Graf coached the Australian side that competed in and won the women's basketball competition at the 2007 World University Games. She led the Uniroos team, the Australian delegates, at the 2021 World University Games.

===University coaching===
In December 2017, Graf joined the University of Canberra in the newly created position of Director of Sport. She had previously been the university's first coach in residence in 2013, which included mentoring programs and conducting lectures, as part of the university's sport studies program, as an associate professor.

==Television==
Graf has been a commentator for the WNBL since 2021.

==Recognition==
In 1996, the Australian Coaching Council awarded Graf with the High Performance Coach Award and Young Coach of the Year Award. In 2000, Graf was honoured with being given an Australian Sports Medal for service to basketball. She has also been honoured by being named a life member of the WNBL in 2006. ACTsport named her the Sportsperson of the year in 2008.

At the 2015 Australia Day Honours, Carrie was appointed a Member of the Order of Australia for her significant service to basketball, particularly as a coach, mentor and athlete, and to the community.

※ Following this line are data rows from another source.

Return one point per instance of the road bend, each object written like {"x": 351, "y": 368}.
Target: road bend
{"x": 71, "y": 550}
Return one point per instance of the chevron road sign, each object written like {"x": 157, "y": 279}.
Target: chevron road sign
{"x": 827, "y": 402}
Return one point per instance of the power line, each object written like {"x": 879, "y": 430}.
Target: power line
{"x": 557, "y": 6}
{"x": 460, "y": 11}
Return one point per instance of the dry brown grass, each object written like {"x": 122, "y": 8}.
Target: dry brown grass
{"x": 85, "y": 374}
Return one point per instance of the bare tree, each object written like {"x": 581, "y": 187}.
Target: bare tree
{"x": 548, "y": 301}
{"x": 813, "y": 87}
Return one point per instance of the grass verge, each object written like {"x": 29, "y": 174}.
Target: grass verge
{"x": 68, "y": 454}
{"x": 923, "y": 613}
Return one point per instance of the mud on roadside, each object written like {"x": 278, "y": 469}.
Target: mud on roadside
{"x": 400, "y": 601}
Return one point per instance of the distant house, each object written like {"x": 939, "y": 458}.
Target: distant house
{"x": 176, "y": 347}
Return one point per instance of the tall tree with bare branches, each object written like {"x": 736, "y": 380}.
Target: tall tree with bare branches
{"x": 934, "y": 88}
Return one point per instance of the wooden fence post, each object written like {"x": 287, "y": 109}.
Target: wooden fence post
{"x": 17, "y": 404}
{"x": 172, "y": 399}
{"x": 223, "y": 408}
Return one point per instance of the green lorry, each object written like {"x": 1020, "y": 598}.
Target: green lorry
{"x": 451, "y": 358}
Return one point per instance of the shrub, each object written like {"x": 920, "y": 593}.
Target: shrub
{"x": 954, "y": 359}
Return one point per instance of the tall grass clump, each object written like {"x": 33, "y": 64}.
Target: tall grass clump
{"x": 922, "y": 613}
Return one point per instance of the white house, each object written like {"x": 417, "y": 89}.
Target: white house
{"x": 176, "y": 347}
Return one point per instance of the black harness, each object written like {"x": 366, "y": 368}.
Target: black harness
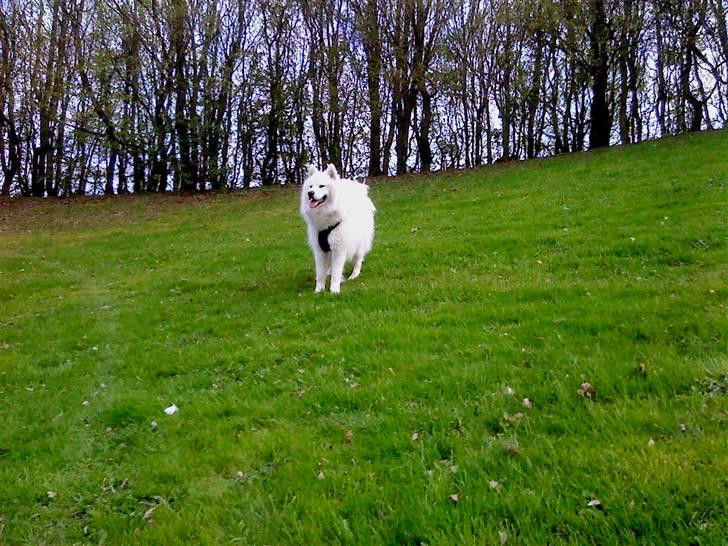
{"x": 324, "y": 237}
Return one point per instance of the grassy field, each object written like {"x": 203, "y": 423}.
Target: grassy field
{"x": 396, "y": 412}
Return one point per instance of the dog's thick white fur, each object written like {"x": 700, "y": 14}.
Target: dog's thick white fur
{"x": 326, "y": 201}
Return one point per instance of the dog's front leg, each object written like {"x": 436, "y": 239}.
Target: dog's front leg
{"x": 322, "y": 270}
{"x": 337, "y": 270}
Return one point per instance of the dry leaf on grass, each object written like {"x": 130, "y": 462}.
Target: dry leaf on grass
{"x": 595, "y": 503}
{"x": 587, "y": 390}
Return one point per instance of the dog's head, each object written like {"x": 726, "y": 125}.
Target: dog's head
{"x": 319, "y": 187}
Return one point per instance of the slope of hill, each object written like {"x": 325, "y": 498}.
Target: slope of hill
{"x": 437, "y": 400}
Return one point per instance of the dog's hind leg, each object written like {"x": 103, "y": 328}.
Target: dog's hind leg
{"x": 337, "y": 270}
{"x": 358, "y": 260}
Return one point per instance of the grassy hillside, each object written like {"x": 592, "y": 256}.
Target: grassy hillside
{"x": 393, "y": 413}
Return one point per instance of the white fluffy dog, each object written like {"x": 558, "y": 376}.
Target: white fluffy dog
{"x": 340, "y": 220}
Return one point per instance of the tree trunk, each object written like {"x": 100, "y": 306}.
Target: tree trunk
{"x": 601, "y": 121}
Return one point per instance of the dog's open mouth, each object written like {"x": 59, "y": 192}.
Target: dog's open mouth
{"x": 313, "y": 203}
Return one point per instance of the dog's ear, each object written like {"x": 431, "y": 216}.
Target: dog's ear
{"x": 331, "y": 172}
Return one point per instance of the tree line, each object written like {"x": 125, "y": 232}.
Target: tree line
{"x": 117, "y": 96}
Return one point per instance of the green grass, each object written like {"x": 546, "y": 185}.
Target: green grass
{"x": 310, "y": 418}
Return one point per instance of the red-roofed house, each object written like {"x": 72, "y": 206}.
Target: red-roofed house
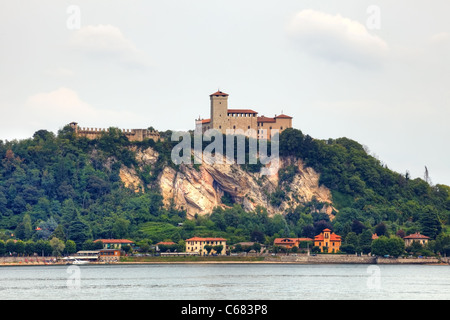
{"x": 289, "y": 243}
{"x": 197, "y": 244}
{"x": 114, "y": 243}
{"x": 328, "y": 241}
{"x": 240, "y": 121}
{"x": 416, "y": 237}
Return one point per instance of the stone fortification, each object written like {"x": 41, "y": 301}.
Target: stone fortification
{"x": 131, "y": 134}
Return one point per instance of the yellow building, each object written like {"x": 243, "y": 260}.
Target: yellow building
{"x": 416, "y": 237}
{"x": 197, "y": 244}
{"x": 327, "y": 241}
{"x": 235, "y": 121}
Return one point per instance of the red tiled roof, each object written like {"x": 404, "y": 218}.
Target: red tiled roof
{"x": 416, "y": 235}
{"x": 283, "y": 116}
{"x": 290, "y": 240}
{"x": 265, "y": 119}
{"x": 333, "y": 236}
{"x": 219, "y": 93}
{"x": 205, "y": 239}
{"x": 241, "y": 111}
{"x": 114, "y": 241}
{"x": 167, "y": 243}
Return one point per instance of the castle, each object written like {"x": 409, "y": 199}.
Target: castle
{"x": 131, "y": 134}
{"x": 229, "y": 121}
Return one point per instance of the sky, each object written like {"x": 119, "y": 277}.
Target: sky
{"x": 377, "y": 71}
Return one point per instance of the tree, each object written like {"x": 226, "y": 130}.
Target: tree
{"x": 120, "y": 228}
{"x": 79, "y": 232}
{"x": 429, "y": 221}
{"x": 24, "y": 229}
{"x": 70, "y": 246}
{"x": 393, "y": 246}
{"x": 57, "y": 246}
{"x": 381, "y": 229}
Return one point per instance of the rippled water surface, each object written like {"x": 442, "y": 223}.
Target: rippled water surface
{"x": 225, "y": 281}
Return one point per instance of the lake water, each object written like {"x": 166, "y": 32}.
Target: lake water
{"x": 225, "y": 282}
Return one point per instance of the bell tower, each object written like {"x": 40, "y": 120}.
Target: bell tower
{"x": 219, "y": 110}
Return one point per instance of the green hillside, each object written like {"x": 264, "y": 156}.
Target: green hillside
{"x": 68, "y": 187}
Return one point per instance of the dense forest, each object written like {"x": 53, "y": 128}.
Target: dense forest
{"x": 68, "y": 187}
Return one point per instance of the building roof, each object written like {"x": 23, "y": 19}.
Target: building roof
{"x": 242, "y": 111}
{"x": 333, "y": 236}
{"x": 283, "y": 116}
{"x": 206, "y": 239}
{"x": 219, "y": 93}
{"x": 290, "y": 240}
{"x": 265, "y": 119}
{"x": 167, "y": 243}
{"x": 114, "y": 241}
{"x": 416, "y": 235}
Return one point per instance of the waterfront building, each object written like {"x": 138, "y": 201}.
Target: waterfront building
{"x": 289, "y": 243}
{"x": 416, "y": 237}
{"x": 115, "y": 243}
{"x": 197, "y": 244}
{"x": 328, "y": 241}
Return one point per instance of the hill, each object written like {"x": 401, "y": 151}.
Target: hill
{"x": 79, "y": 189}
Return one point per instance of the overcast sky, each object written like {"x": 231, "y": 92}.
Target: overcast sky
{"x": 374, "y": 71}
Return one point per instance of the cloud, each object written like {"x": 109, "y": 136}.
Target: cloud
{"x": 336, "y": 38}
{"x": 108, "y": 42}
{"x": 64, "y": 105}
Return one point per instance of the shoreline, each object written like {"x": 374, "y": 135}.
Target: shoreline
{"x": 301, "y": 260}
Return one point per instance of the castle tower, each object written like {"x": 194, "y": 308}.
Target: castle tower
{"x": 219, "y": 111}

In 2017, she was inducted into the Basketball Australia Hall of Fame. Graf was awarded the Australian Sports Medal in 2000 in recognition of her results at the 2000 Olympics.

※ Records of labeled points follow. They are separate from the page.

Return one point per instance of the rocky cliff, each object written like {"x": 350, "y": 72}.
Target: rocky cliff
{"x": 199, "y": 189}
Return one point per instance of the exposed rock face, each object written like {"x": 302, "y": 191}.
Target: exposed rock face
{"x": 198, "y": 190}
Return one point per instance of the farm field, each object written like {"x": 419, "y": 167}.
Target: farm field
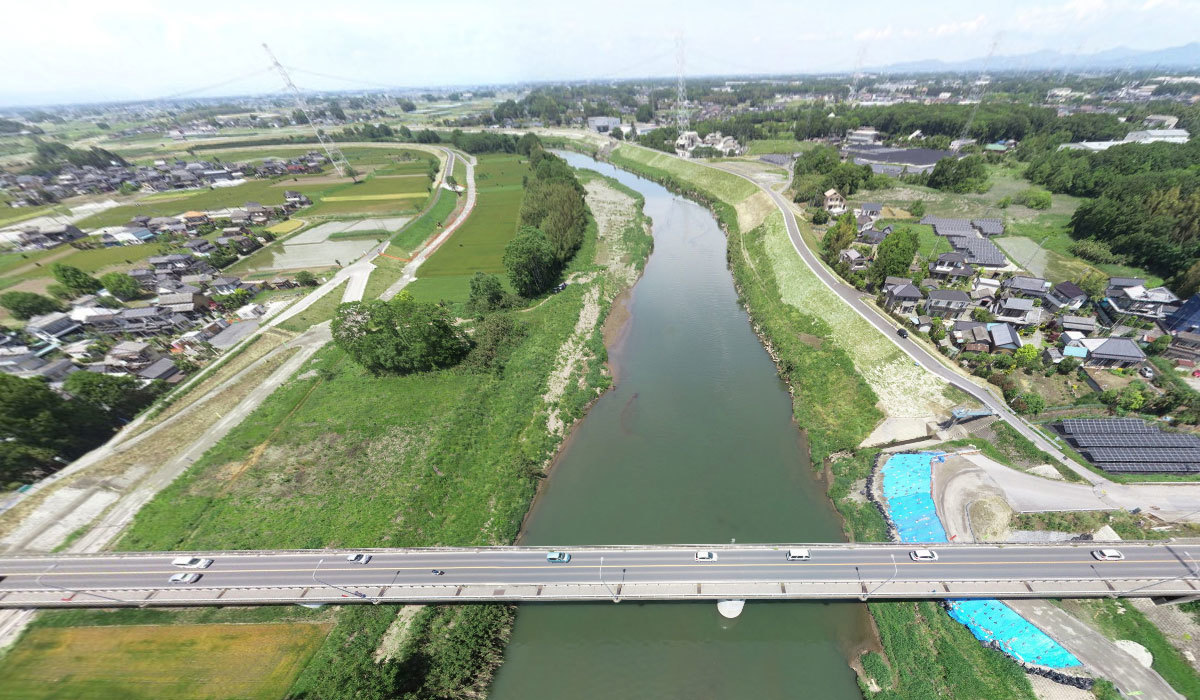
{"x": 479, "y": 244}
{"x": 153, "y": 662}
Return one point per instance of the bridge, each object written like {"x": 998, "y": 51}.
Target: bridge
{"x": 846, "y": 572}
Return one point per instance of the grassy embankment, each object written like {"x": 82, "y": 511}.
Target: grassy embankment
{"x": 479, "y": 243}
{"x": 339, "y": 458}
{"x": 928, "y": 654}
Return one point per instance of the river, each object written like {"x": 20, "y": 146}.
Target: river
{"x": 694, "y": 444}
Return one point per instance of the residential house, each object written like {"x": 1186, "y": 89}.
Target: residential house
{"x": 1035, "y": 287}
{"x": 52, "y": 327}
{"x": 1017, "y": 310}
{"x": 1110, "y": 352}
{"x": 947, "y": 303}
{"x": 901, "y": 298}
{"x": 1066, "y": 295}
{"x": 855, "y": 259}
{"x": 1085, "y": 324}
{"x": 834, "y": 203}
{"x": 1003, "y": 337}
{"x": 951, "y": 267}
{"x": 1185, "y": 346}
{"x": 1155, "y": 304}
{"x": 201, "y": 247}
{"x": 1186, "y": 317}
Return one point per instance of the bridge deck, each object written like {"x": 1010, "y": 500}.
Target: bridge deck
{"x": 609, "y": 573}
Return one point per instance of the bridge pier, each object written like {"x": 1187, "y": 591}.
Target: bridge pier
{"x": 730, "y": 609}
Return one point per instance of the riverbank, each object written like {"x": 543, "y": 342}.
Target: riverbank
{"x": 924, "y": 653}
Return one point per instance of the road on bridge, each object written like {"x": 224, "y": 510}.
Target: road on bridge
{"x": 600, "y": 573}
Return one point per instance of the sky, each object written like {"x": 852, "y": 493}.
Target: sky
{"x": 67, "y": 51}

In 2024, inducted into ACT Sport Hall of Fame as Associate Member.

==Head coaching record==

| Team | Year | G | W | L | W–L% | Finish | PG | PW | PL | PW–L% | Result |
|---|---|---|---|---|---|---|---|---|---|---|---|
| Phoenix | 2004 | 34 | 17 | 17 | .500 | 5th in Western | — | — | — | — | Missed playoffs |
| Phoenix | 2005 | 34 | 16 | 18 | .471 | 5th in Western | — | — | — | — | Missed playoffs |
| Career |  | 68 | 33 | 35 | .485 |  | — | — | — | — |  |

==Personal life==
Graf ended a relationship with her partner, a former federal agent, and lives in Ainslie, Canberra. They have three children. Graf’s ex also appeared in the second season of the Australian version of The Traitors.